The loss of mortal support He had anticipated, but apparently He had not comprehended this. Had He not said to His disciples, “Behold, the hour … is now come, that ye shall be scattered, every man to his own, and shall leave me alone: and yet I am not alone, because the Father is with me” and “The Father hath not left me alone; for I do always those things that please him”?17

With all the conviction of my soul I testify that He did please His Father perfectly and that a perfect Father did not forsake His Son in that hour. Indeed, it is my personal belief that in all of Christ’s mortal ministry the Father may never have been closer to His Son than in these agonizing final moments of suffering. Nevertheless, that the supreme sacrifice of His Son might be as complete as it was voluntary and solitary, the Father briefly withdrew from Jesus the comfort of His Spirit, the support of His personal presence. It was required, indeed it was central to the significance of the Atonement, that this perfect Son who had never spoken ill nor done wrong nor touched an unclean thing had to know how the rest of humankind—us, all of us—would feel when we did commit such sins. For His Atonement to be infinite and eternal, He had to feel what it was like to die not only physically but spiritually, to sense what it was like to have the divine Spirit withdraw, leaving one feeling totally, abjectly, hopelessly alone.

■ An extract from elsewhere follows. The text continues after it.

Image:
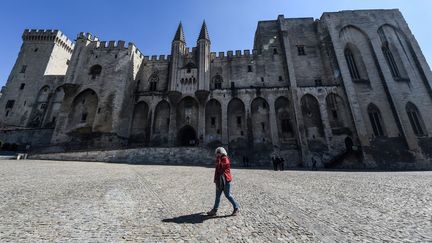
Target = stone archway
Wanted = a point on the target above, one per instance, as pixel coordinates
(187, 136)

But Jesus held on. He pressed on. The goodness in Him allowed faith to triumph even in a state of complete anguish. The trust He lived by told Him in spite of His feelings that divine compassion is never absent, that God is always faithful, that He never flees nor fails us. When the uttermost farthing had then been paid, when Christ’s determination to be faithful was as obvious as it was utterly invincible, finally and mercifully, it was “finished.”18 Against all odds and with none to help or uphold Him, Jesus of Nazareth, the living Son of the living God, restored physical life where death had held sway and brought joyful, spiritual redemption out of sin, hellish darkness, and despair. With faith in the God He knew was there, He could say in triumph, “Father, into thy hands I commend my spirit.”19

Brothers and sisters, one of the great consolations of this Easter season is that because Jesus walked such a long, lonely path utterly alone, we do not have to do so. His solitary journey brought great company for our little version of that path—the merciful care of our Father in Heaven, the unfailing companionship of this Beloved Son, the consummate gift of the Holy Ghost, angels in heaven, family members on both sides of the veil, prophets and apostles, teachers, leaders, friends. All of these and more have been given as companions for our mortal journey because of the Atonement of Jesus Christ and the Restoration of His gospel. Trumpeted from the summit of Calvary is the truth that we will never be left alone nor unaided, even if sometimes we may feel that we are. Truly the Redeemer of us all said: “I will not leave you comfortless: [My Father and] I will come to you [and abide with you].”20

My other plea at Easter time is that these scenes of Christ’s lonely sacrifice, laced with moments of denial and abandonment and, at least once, outright betrayal, must never be reenacted by us. He has walked alone once. Now, may I ask that never again will He have to confront sin without our aid and assistance, that never again will He find only unresponsive onlookers when He sees you and me along His Via Dolorosa in our present day. As we approach this holy week—Passover Thursday with its Paschal Lamb, atoning Friday with its cross, Resurrection Sunday with its empty tomb—may we declare ourselves to be more fully disciples of the Lord Jesus Christ, not in word only and not only in the flush of comfortable times but in deed and in courage and in faith, including when the path is lonely and when our cross is difficult to bear. This Easter week and always, may we stand by Jesus Christ “at all times and in all things, and in all places that [we] may be in, even until death,”21 for surely that is how He stood by us when it was unto death and when He had to stand entirely and utterly alone. In the name of Jesus Christ, amen.